Thank you Skan - I actually went for a walk/jog today then while he was out mowing the lawn, I couldn't help myself. I picked up his phone - Our last episode, (which wasn't really an episode) he told me he deleted his text msgs & call log while I was on vacation because he got mad during one of our conversations the first few days I was there and had decided we were "done". I said, "not cool" - He said, "I don't think you know how mad I really was." My first day home. It was 1:30 a.m. the end of a very peaceful evening that we had spent laying on the couch together, but I refused sex. I was purposely not going to bring up any of my questions about who he talked to while I was gone and/or why he hadn't done anymore writing on the timeline & details that I am still waiting for 1 yr later. So until I had some answers and we had been on such shaky ground just 2 days earlier, I told him I couldn't have sex.

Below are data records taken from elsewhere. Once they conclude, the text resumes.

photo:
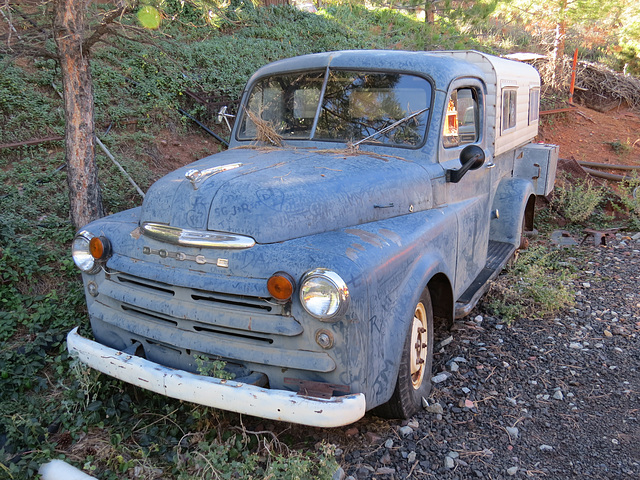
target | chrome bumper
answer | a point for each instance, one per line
(214, 392)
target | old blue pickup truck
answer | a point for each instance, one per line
(366, 196)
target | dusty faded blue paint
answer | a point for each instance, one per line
(383, 218)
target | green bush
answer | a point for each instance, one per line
(537, 285)
(575, 199)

Anyway, since it was 1:30 and I had promised myself I was not going to fight or argue that day, I was able to just go to bed (or should I say go to my room).
Yesterday was my 2nd day home and after Thursday night, I decided I was really going to commit to the 180. So yesterday, being my 1st day of 180 was really pretty easy, because I was angry first thing in the morning (before I truly committed) and he decided to take a clonapin and go to sleep. So it wasn't hard practicing the plan while he slept. He woke up for a few hours and then went back to sleep. Today, my oldest 25 yr old stepson has been here all day and then his friend also came over. I have waited all day to take a shower, but the kid is still here, so I guess, I'll just take all my stuff and get it done.
Anyway, while he was mowing, I checked his call log and texts that only went back until the 9th, since he deleted all before that. When I saw all the calls to his daughter for extended lengths of time and another one to my friend for 20 minutes (this was at least the 3rd call between them while I was gone - I didn't see the others because they were before the 9th) He told me they talked twice while I was gone. So not only was he discussing me & us with his daughter again, after I have asked him over & over not to discuss "us" with her while I"m not here (then called her today as soon as I left), he also lied AGAIN about how many times he spoke to my soon to be ex-best friend.
He cannot understand why I am still not over this after a year and "see's no forgiveness" in me. Well, I wonder why?!!!??? He still won't give me details and hasn't done anything we agreed on except not cheat and not see the OC, and he continues to lie to me, but claims he isn't.
So, anyway, after finding the stuff on his phone I was about to explode, so I left again. Wrote pages about it, breathed, calmed down & came back home.
Wish me luck and send prayers my way for tomorrow. This really seems to be the end of my marriage, but who knows, maybe God will work a miracle and my FWH will have a change of attitude & behavior. I am sick inside, but preparing myself in every way I know how, to face D if/when it happens.